Tuesday, January 29, 2008

my brand-new EEE-PC

A little late (but better later than never) I got myself an EEE-PC.
First and important thing to do was to tell it to talk to me in english, because I hate it, when computers talk to me in denglish (as this awful modern mixture of german and english is called, and yes, of course, I use it myself in spoken language and I hate it, but at least for written language I insist on avoiding it), so how to modify the default locale? And pls don't you just modifiy /etc/default/locale!

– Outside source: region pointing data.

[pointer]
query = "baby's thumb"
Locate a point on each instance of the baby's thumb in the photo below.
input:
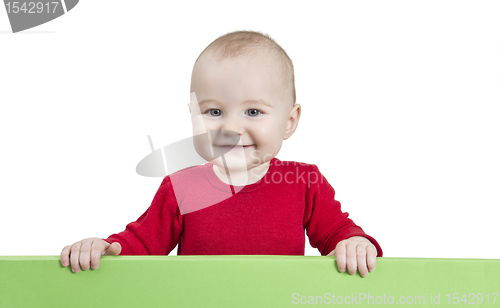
(114, 249)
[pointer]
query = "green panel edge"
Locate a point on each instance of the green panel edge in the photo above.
(246, 281)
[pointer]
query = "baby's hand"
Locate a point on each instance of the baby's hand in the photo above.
(88, 252)
(357, 252)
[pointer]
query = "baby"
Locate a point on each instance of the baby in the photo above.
(244, 200)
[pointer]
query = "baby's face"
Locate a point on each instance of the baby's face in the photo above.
(241, 97)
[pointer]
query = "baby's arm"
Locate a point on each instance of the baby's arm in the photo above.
(358, 253)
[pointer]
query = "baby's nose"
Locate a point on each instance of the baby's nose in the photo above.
(233, 125)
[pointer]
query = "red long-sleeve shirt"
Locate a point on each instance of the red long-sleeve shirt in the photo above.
(195, 209)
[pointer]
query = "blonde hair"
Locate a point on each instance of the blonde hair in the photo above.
(245, 43)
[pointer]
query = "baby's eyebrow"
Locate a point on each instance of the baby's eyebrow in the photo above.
(254, 101)
(258, 101)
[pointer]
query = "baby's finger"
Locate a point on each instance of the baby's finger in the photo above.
(75, 256)
(361, 256)
(371, 257)
(85, 254)
(352, 264)
(65, 255)
(340, 251)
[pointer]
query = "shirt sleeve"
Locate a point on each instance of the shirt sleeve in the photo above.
(325, 223)
(157, 231)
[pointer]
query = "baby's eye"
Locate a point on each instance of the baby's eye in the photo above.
(254, 112)
(214, 112)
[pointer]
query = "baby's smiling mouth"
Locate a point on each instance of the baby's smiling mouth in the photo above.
(226, 146)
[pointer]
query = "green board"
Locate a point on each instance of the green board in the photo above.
(246, 281)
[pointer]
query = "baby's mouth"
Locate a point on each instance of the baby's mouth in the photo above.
(225, 146)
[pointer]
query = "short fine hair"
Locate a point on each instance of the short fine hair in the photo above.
(244, 43)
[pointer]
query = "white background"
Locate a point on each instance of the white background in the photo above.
(400, 102)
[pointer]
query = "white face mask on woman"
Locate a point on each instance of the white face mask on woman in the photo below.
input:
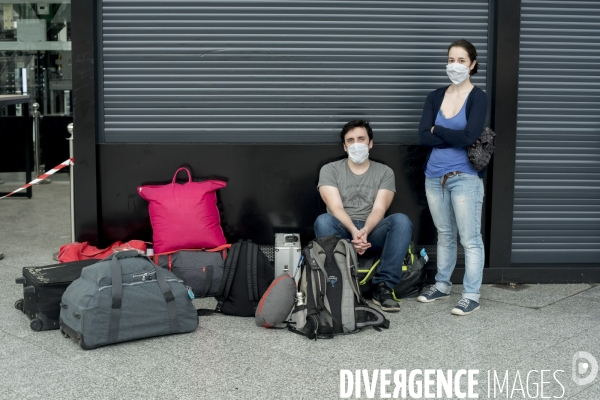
(358, 153)
(457, 73)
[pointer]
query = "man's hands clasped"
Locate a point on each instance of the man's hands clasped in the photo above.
(359, 240)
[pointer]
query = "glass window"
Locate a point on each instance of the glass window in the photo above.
(35, 54)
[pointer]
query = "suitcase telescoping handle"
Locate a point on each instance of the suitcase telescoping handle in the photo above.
(116, 272)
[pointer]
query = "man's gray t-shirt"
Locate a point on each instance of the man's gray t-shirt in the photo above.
(358, 192)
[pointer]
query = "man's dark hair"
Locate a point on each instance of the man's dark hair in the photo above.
(357, 123)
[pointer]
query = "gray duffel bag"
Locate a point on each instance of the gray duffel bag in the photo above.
(125, 297)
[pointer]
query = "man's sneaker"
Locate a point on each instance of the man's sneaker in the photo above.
(432, 295)
(383, 298)
(465, 307)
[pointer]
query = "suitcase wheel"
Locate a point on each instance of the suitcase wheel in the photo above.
(36, 324)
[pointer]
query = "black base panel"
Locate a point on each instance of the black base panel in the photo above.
(270, 188)
(529, 273)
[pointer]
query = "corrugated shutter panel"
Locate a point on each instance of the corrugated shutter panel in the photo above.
(557, 187)
(276, 71)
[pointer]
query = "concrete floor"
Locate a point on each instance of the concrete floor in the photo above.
(538, 328)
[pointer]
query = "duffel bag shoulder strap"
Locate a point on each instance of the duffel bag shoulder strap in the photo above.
(116, 276)
(228, 274)
(165, 288)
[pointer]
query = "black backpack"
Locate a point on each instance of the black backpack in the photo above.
(246, 277)
(331, 302)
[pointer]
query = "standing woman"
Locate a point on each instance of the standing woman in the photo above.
(453, 118)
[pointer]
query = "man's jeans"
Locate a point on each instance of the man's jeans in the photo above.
(457, 208)
(391, 236)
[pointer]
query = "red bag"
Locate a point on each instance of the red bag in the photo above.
(184, 216)
(84, 251)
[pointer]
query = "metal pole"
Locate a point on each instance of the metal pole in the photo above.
(70, 139)
(36, 132)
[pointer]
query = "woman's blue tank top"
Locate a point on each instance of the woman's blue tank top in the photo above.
(452, 159)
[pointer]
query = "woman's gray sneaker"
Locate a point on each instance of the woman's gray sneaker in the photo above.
(432, 295)
(465, 307)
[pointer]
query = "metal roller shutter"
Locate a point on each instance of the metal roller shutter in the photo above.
(557, 186)
(276, 71)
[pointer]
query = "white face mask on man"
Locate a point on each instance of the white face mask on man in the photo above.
(457, 73)
(358, 153)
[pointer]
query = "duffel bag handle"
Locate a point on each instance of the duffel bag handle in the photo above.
(116, 272)
(116, 276)
(182, 169)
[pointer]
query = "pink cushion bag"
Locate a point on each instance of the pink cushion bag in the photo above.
(184, 216)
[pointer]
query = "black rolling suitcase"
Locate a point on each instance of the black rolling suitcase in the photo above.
(43, 288)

$ sudo update-locale LANG=en_US.UTF-8
    

I found wiki.eeeuser.com and forum.eeeuser.com, most valuable!!! Really!!! Go to the wiki and make the best of it!!!

I added a few Xandros package repositories, that got listed there.

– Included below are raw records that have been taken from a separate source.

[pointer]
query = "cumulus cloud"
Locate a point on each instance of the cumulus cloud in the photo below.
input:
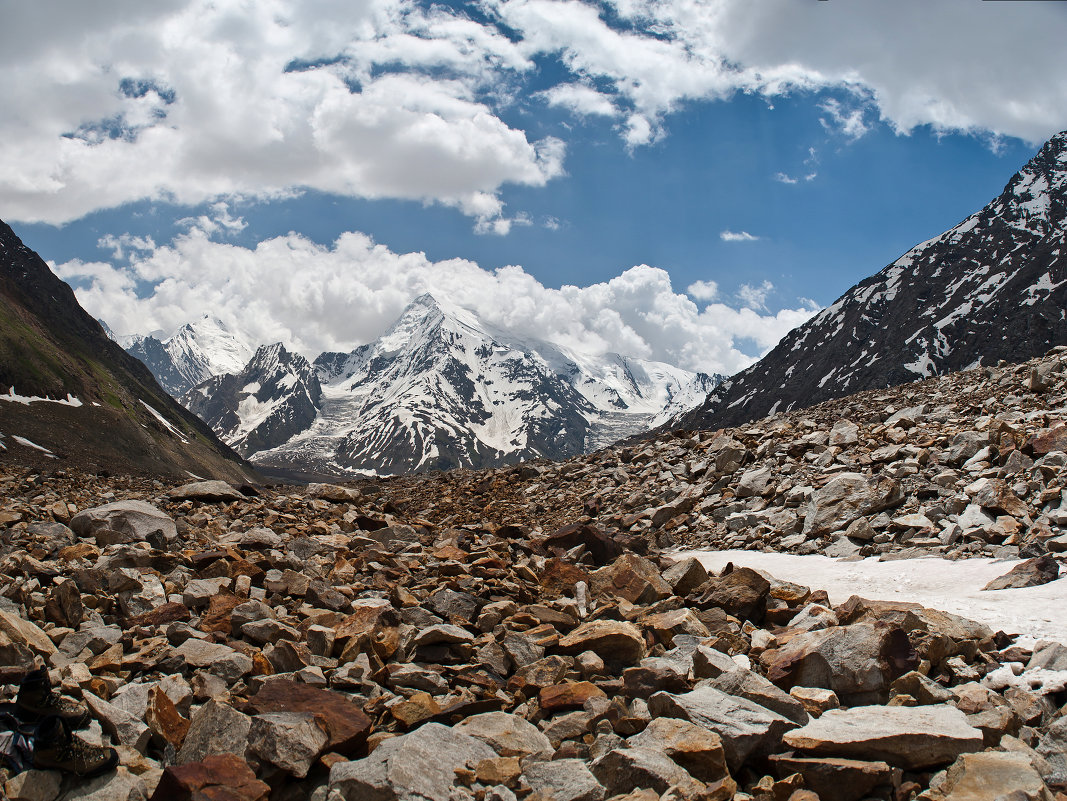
(192, 101)
(703, 290)
(737, 236)
(195, 100)
(335, 298)
(755, 297)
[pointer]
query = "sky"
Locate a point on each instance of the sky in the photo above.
(683, 180)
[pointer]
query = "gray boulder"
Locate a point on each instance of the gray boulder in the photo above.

I found two package managers: synaptic (GUI!!!) and aptitude (ncurses based), obviously you will always have to call them through sudo.

Sometimes you will nevertheless want to install a package on the command line, this is how it looks:

$ sudo apt-get install YOUR_PACKAGE
    

These were a few of the packages I installed first this way: openssh-server, nxml-mode, rcs.

Actually the init script, that got installed with the openssh-server package is somehow flawed:

$ sudo /etc/init.d/ssh # it crashes and core dumps (almost)
    

So I have to run this instead for being able to access my EEE from my network:

$ sudo /usr/sbin/sshd
    

I certainly also installed GNU emacs, but I did so using one of the package managers.

I tried the descriptions for using bluetooth, and it looks like it works, but when I tried to connect to the Internet via bluetooth and one of my UMTS phones as modem, it didn't work. But I successfully connected to the Internet, when I USB-wired that UMTS phone to the EEE.

The EEE-PC seriously comes with an up-to-date and updatable Firefox, and I installed Adblock Plus (and its most important filter subscriptions, so all the obnoxious ads stay away from my screen), Sage (my RSS reader), and GMarks (so I can access Google bookmarks).

Initially the Music Manager refused to play my MP3-s, but I installed a few MP3-related packages through synaptic and everything was fine. Now I can play my MP3-s (that reside on a fat USB disk attached to my Linux NEO box) through my home WLAN, and I overly enjoy it.

Of course I switched to the Full Desktop aka Advanced Mode in the meantime.

I followed the Multiuser mode HOWTO, and now I have to login before X starts up, and user is not the only user any longer.